BRIEF DESCRIPTION OF THE DRAWINGS FIG. 1 is a circuit diagram of one embodiment of the present invention. FIG. 2 is a timing chart of a scan signal output circuit according to the present invention. FIG. 3 is a waveform diagram of a through current in the present invention. FIG. 4 is a circuit diagram of a conventional example. FIG. 5 is a timing chart of a scan signal output circuit in a conventional example. FIG. 6 is a waveform diagram of a through current in a conventional example. [Description of Signs] 1 NMOS transistor 2 PMOS transistor 3 NAND gate 10 Pull-up / down switching circuit 13 m row × n column key matrix 14 sense circuit 15 scan signal output circuit 20 pull-down element

Claims (1)

Claims 1. A scan line constituting each row and a sense line constituting each column are arranged in a matrix, and the on / off state of a key switch connected to the intersection of each row and each column is determined.
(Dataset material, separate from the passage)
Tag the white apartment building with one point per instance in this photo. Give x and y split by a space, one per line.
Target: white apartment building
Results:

In a key scan circuit for detecting, a pull-up / down switch circuit connected to each of the sense lines, and a scan signal output circuit for generating a scan signal, a scan information signal, and a pull-up / down switch signal sequentially supplied to each scan line And a sense circuit for reading the scan information signal and the state of each of the sense lines and outputting a key ON / OFF state. The pull-up / down switching circuit includes a pull-up element, a pull-down element, and a gate circuit. And the pull-up / down switching signal is input to one of the gate circuits, and the state of the sense line is input to the other of the gate circuits as a feedback input. A key scan circuit that switches the pull-up / down switching circuit to a pull-up element or a pull-down element in response to an on / off state of the key switch.